Limitations and performance considerations
Containers in HPC are powerful, but they are not a universal solution to every software problem. They introduce some limitations and potential overheads that must be understood.
From a performance perspective, the main cost of containers is not in CPU or GPU execution. Because the same kernel and drivers are used, raw compute performance is usually very close to native execution. The overhead is more likely to arise from file system accesses during container startup, certain bind mount operations, or from misconfigured MPI or network settings. In many well configured environments, this overhead is small compared to the run time of a large simulation, but it can still be noticeable for short jobs or workflows that launch thousands of very small tasks.
A more significant limitation is that containers alone cannot magically fix incompatibilities with the host kernel or hardware. For example, if an application relies on a very new system call or GPU feature that is not supported by the cluster's kernel or drivers, no container image can add that capability. Containers abstract the user space, not the kernel.
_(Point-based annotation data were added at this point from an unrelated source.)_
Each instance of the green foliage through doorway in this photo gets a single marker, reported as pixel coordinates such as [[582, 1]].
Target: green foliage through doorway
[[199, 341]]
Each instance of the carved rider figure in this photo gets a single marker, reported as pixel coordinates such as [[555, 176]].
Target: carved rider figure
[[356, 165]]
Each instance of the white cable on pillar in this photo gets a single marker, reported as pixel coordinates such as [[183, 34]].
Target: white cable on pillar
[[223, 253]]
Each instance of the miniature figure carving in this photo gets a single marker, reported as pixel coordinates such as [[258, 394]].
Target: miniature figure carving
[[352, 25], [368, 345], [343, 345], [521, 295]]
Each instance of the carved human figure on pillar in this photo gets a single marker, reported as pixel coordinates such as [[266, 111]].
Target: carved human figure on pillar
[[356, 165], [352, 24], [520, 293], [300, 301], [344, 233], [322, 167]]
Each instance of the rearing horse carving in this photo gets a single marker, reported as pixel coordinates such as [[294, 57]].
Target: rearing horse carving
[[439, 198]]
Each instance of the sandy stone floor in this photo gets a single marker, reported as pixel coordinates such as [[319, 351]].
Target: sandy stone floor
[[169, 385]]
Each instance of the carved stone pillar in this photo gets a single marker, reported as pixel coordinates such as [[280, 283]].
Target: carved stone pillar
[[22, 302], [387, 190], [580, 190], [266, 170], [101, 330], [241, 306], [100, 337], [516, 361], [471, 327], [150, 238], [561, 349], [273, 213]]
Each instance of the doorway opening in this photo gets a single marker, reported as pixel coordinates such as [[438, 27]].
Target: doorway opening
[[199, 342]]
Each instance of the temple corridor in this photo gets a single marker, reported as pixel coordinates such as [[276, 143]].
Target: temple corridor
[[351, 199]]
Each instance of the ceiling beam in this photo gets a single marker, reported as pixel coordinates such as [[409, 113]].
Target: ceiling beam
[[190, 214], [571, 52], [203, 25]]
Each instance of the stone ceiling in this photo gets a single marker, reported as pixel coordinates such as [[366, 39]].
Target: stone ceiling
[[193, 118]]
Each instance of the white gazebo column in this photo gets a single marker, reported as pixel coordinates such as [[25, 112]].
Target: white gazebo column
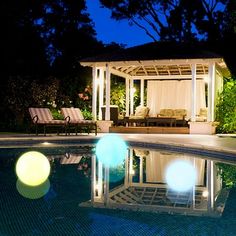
[[93, 178], [211, 92], [141, 170], [210, 185], [131, 96], [101, 92], [142, 92], [127, 96], [194, 93], [94, 94], [108, 92]]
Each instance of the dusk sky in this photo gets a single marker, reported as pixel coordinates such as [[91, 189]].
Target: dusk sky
[[109, 30]]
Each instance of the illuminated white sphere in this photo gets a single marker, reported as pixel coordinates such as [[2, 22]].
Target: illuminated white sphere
[[33, 168], [111, 150], [181, 176]]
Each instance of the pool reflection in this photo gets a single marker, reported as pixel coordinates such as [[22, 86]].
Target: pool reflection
[[144, 187]]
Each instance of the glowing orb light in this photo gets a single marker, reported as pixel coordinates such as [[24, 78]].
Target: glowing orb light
[[181, 176], [33, 168], [33, 192], [111, 150]]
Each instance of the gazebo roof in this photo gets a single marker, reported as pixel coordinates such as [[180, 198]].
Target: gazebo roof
[[161, 59]]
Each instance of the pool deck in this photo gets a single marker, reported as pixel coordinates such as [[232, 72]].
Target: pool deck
[[225, 144]]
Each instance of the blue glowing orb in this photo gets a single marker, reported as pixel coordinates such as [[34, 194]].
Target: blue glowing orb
[[181, 176], [111, 150]]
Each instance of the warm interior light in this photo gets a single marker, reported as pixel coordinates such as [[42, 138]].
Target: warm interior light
[[205, 193], [133, 90], [132, 172]]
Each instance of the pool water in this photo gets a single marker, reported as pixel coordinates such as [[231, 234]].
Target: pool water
[[127, 204]]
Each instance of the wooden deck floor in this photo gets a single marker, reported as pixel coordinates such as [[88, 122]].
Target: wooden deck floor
[[149, 130]]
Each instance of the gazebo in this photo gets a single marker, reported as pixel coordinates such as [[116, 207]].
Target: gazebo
[[192, 67]]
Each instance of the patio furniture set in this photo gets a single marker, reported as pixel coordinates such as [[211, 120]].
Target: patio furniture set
[[166, 117], [73, 119]]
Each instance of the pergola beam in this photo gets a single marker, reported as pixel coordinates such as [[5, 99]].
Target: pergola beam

Another limitation is the complexity of debugging inside containers. Traditional debuggers and profilers must be integrated with the container environment. Many modern tools support this scenario, but there is sometimes additional configuration work. You may need to bind mount special directories used by the debugger, or ensure that the right performance counters are available.
Finally, images can become large and unwieldy if not managed carefully. Installing compilers, build tools, and multiple versions of libraries in the same image can lead to gigabyte scale image files, which can be slow to transfer between systems. A good practice is to separate build images, which contain compilers and tools, from runtime images that contain only the minimal set of dependencies needed to run the application.
Summary
Containers in HPC provide a practical way to package complex software environments and move them between systems while retaining high performance and integration with schedulers, MPI, GPUs, and parallel file systems. They differ from typical cloud or desktop container use because they must operate securely in multi user environments without root, and they must preserve access to specialized hardware.
To use containers effectively in HPC, you must understand the supported runtime on your cluster, manage image building separately from production runs, integrate with host MPI and GPU drivers, and design workflows that capture image versions alongside job scripts for reproducibility. When used with these constraints in mind, containers become a powerful component of reproducible and portable HPC workflows.